From: Pamela Tom (pdtom@ucdavis.edu)
Date: Fri Feb 15 2002 - 11:07:51 PST

  • Next message: Charles Daxboeck: "fish transshipment rules"

    To: Seafood HACCP Mailing List
    Fr: Pamela Tom, List Owner

    Yesterday Barry Cohan sent an attached file. Many folks were unable to
    read the attachment.

    This is a gentle reminder to all subscribers...please do not send file
    attachments. Instead, please concisely include the contents in your
    message text.

    =======================================================================
    From: BARRY COHAN (COHAN@earthlink.net)
    Date: Thu Feb 14 2002 - 09:22:01 PST

    Oh, for the life of an environmental organization spokesperson. Their
    every utterance is accepted by the crowd with child-like credulity. They
    stand in front of audiences and make claims without any doubts clouding
    anyones' mind.. A solo "ecologist", as long as the message is one of doom,
    can claim just about anything he damn well pleases without encountering
    contention.

    It would never occur to anyone that he might be misinformed, let alone
    that he might be intentionally disinformative. That an ulterior motive,
    such as organizational aggrandizement, might be the cynical basis for
    constructing the mosaic of exaggeration, distortion, and sheer nonsense
    that constitutes the "take a pass" campaign will be inconceivable to our
    audience. Sadly, furnished with information to the contrary, i.e., the
    truth, most of them will find it difficult, if not impossible to admit to
    themselves or others that they have been. suckered.

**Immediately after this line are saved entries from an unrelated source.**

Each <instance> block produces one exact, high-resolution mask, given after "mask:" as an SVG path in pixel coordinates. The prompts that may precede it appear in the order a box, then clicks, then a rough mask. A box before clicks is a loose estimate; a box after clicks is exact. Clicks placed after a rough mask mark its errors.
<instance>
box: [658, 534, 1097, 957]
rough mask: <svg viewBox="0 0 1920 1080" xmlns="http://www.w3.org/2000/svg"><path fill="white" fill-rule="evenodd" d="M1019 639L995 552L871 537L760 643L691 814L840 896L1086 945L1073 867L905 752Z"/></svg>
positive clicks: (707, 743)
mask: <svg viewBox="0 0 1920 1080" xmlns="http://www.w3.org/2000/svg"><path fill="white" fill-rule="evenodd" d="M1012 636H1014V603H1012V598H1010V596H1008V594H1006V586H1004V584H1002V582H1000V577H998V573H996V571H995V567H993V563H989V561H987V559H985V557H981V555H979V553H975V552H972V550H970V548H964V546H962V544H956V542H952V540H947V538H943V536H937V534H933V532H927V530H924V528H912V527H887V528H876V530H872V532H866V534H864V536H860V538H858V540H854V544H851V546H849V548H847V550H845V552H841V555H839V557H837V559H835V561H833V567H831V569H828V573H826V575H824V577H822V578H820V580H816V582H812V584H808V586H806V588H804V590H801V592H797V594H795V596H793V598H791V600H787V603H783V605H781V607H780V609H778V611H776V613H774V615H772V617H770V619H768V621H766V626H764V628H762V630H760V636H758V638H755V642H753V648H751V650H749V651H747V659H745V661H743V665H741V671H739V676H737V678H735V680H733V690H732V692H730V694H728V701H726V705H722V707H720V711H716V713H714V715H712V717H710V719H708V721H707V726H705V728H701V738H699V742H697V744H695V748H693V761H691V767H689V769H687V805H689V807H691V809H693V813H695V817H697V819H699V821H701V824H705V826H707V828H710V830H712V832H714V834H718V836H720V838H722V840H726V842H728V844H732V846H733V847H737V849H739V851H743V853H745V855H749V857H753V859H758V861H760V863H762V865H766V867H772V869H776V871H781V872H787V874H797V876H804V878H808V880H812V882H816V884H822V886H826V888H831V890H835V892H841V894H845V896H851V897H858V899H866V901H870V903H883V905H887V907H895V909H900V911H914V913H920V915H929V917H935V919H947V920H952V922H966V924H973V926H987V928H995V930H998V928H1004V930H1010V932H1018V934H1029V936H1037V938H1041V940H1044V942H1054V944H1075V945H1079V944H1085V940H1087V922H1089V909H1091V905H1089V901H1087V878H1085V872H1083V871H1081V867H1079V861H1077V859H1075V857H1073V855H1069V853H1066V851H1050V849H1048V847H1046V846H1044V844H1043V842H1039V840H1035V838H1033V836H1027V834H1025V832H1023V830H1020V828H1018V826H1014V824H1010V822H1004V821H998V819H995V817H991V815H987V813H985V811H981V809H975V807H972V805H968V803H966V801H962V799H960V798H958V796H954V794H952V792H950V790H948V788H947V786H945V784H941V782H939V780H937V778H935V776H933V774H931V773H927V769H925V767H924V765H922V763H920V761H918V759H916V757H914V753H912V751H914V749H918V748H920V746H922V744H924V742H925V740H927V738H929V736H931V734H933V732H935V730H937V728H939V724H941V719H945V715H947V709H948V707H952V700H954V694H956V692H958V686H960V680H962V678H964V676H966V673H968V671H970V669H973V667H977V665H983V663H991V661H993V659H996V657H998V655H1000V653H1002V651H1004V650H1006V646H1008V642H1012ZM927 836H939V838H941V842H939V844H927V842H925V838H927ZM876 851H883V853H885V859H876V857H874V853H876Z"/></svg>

    Here's how this comes down.

    It started with the north Atlantic swordfish. Nearly 3 years before the
    swordfish boycott, an international treaty organization called ICCAT
    established a quota system, cutting the harvest of Atlantic sword by 50%,
    an amount they determined would be sufficient to reverse the collapse of
    the stock - and the fishery. Results were already readable when SEAWEB and
    the NRDC chimed in with their mean-spirited and entirely superfluous
    boycott. Why "mean-spirited"? Because the American longline fleet, having
    borne the cutback without whining, suddenly found themselves being
    vilified, and their catch, already deeply diminished in quantity now
    reduced in value as well - the only result of the boycott. In the
    vernacular, kickin' 'em when they're down. Two years further on, with the
    turnaround obviously succeeding, to the stupefaction of all of us
    following the National Marine Fisheries' (NMFS) reports, we find SEAWEB et
    al taking credit for the matter. Let there be no confusion: they had
    absolutely nothing to do with the result obtained by NMFS and ICCAT.

    They had, however, obtained a nearly fool proof template. Find a
    charismatic fishery with problems. Wait for the solution to the problems
    to be set in motion by the NMFS and the appropriate treaty organization,
    give it a couple of years for the fix to be well on its way and then make
    their grand entrance; trash the livelihood of the legal fishermen
    involved, collect mucho dinero from the deeply concerned and spellbound
    marks in the audience, setting the stage to take credit for the manifestly
    improved situation 2 or 3 years later.

    During this period, CCAMLR will be busy chasing down pirates, tightening
    up catch documentation schemes, continuing efforts to decrease the
    collateral damage to bird populations and so on. NET (National
    Environmental Trust) activities in the meantime will be concentrated on
    more effectively co-opting these results as well as more effectively
    strangling the artisanal fisheries of Chile and Peru. (Okay, okay, along
    with the Chilean longline fleet).